Monday, 5 September 2011

What does an audit do?

If a organization breaks the rules of accounting and ethics, it might be liable for legal sanctions against it. It can deliberately deceive its investors and lenders with false or misleading numbers in its financial report. That's where audits come in. Audits are 1 indicates of keeping misleading financial reporting to a minimum. CPA auditors are like highway patrol officers who enforce visitors laws and concern tickets to maintain speeding to a minimum. An audit exam can uncover troubles that the organization was not conscious of.

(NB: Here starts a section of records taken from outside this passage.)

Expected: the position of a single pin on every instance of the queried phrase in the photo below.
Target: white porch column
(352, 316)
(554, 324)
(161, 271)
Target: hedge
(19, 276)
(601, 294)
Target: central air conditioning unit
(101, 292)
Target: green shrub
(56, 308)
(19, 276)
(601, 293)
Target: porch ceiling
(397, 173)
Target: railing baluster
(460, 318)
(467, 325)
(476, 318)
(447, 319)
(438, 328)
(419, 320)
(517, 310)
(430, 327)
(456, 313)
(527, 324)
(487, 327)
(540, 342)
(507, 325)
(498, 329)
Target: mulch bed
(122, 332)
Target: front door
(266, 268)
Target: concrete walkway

After completing an audit examination, the CPA prepares a short report stating that the enterprise has ready its financial statements, according to typically accepted accounting principles (GAAP), or where it has not. All businesses which are publicly traded are required to have annual audits by independent CPAs. Those organizations whose stocks are listed on the New York Stock Exchange or Nasdaq need to be audited by outside CPA firms. For a publicly traded organization, the expense of conducting an annual audit is the price of doing company; it's the price a business pays for going into public markets for its capital and for having its shares traded within the public venue.



Even though federal law doesn't need audits for private businesses, banks along with other lenders to private businesses might insist on audited financial statements. If the lenders don't need audited statements, a business's owners have to determine regardless of whether an audit can be a excellent investment. As opposed to an audit, which they can't actually afford, several smaller businesses have an outside CPA come in on a standard basis to look over their accounting strategies and give guidance on their financial reporting. But unless a CPA has completed an audit, he or she has to be really careful not to express an opinion of the external financial statements. Without a careful examination of the evidence supporting the amounts reported in the financial statements, the CPA is in no position to give an opinion on the financial statements prepared from the accounts of the company.